Sur les frais liés aux litiges :
18. D’une part, les dispositions de l’article L. 761-1 du code de justice administrative font obstacle à ce que les sommes sollicitées par M. A… au titre des frais exposés par lui et non compris dans les dépens soient mises à la charge de la commune de Brouzet-lès-Quissac, qui n’est pas, dans les présentes instances, la partie perdante.

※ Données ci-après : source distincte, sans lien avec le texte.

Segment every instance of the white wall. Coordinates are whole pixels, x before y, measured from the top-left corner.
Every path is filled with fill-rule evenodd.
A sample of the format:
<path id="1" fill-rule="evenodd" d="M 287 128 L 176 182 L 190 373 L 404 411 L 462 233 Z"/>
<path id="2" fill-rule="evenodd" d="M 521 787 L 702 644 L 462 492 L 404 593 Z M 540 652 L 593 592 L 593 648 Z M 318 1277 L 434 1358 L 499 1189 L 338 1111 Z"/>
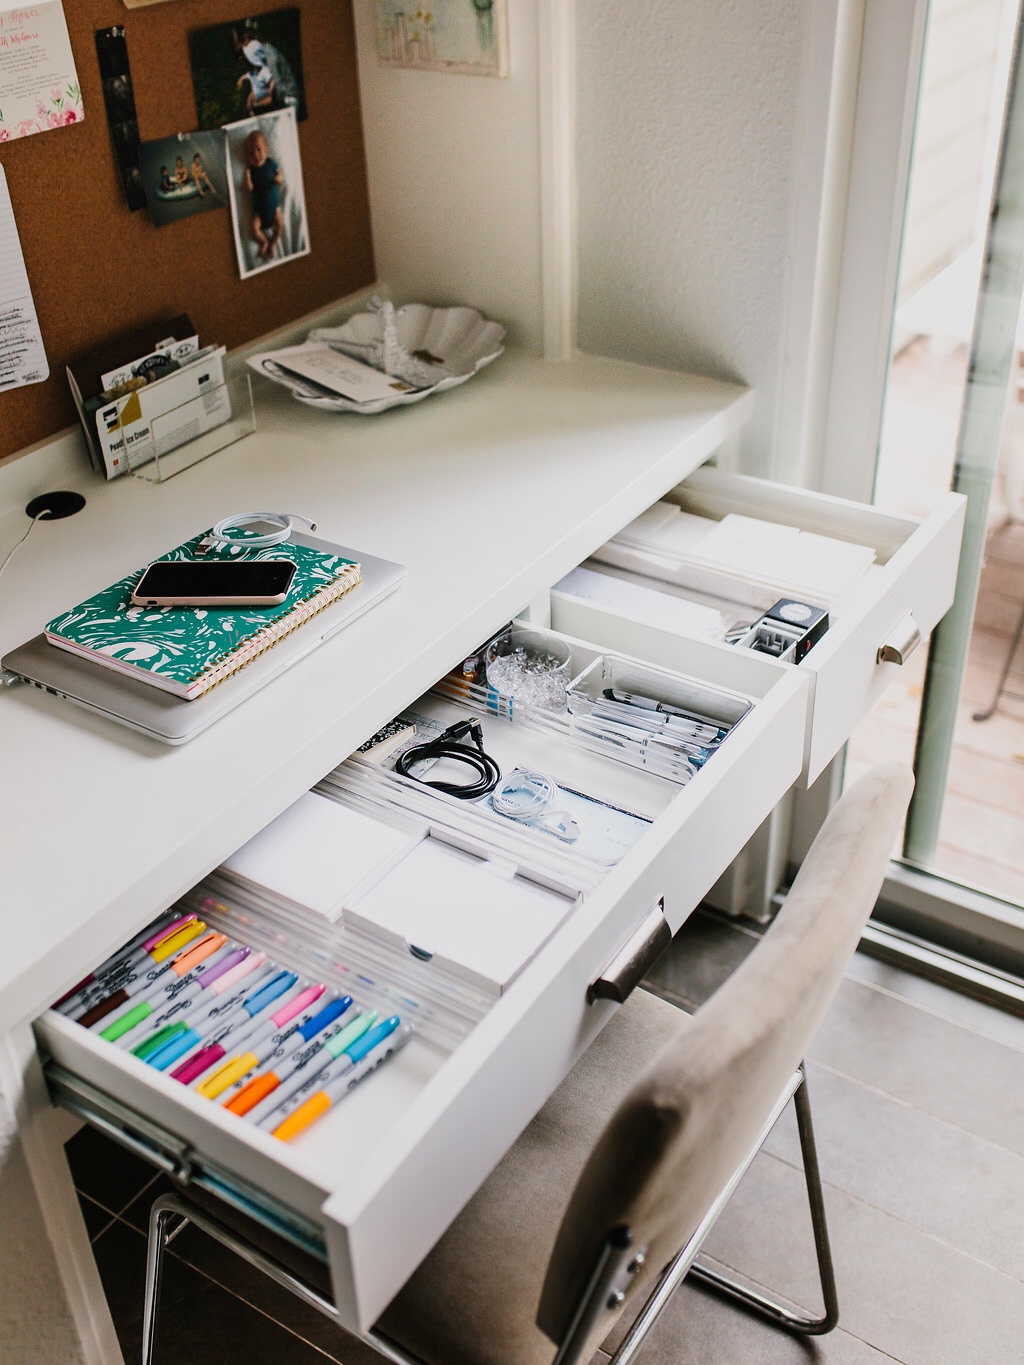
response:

D’autre part, dans les circonstances de l’espèce, il y a lieu, sur ce même fondement, de mettre à la charge de M. A… une somme de 500 euros au titre des frais exposés par la commune de Brouzet-lès-Quissac dans les deux instances.
D E C I D E :
Article 1er : Les requêtes n°24TL00415 et n°24TL00416 de M. A… sont rejetées.
Article 2 : M. A… versera la somme de 500 euros à la commune de Brouzet-lès-Quissac, en application de l’article L. 761-1 du code de justice administrative au titre des instances n°24TL00415 et n°24TL00416.
Article 3 : Le présent arrêt sera notifié à M. B… A… et à la commune de Brouzet-lès-Quissac.
Délibéré après l’audience du 17 février 2026, à laquelle siégeaient :
M. Massin, président de chambre,
Mme Teuly-Desportes, présidente-assesseure,
Mme Bentolila, conseillère.
Rendu public par mise à disposition au greffe le 10 mars 2026.
La rapporteure,
D. Teuly-Desportes
Le président,
O. Massin
La greffière,
M-M. Maillat
La République mande et ordonne au préfet du Gard, en ce qui le concerne ou à tous commissaires de justice à ce requis en ce qui concerne les voies de droit commun contre les parties privées, de pourvoir à l’exécution du présent arrêt.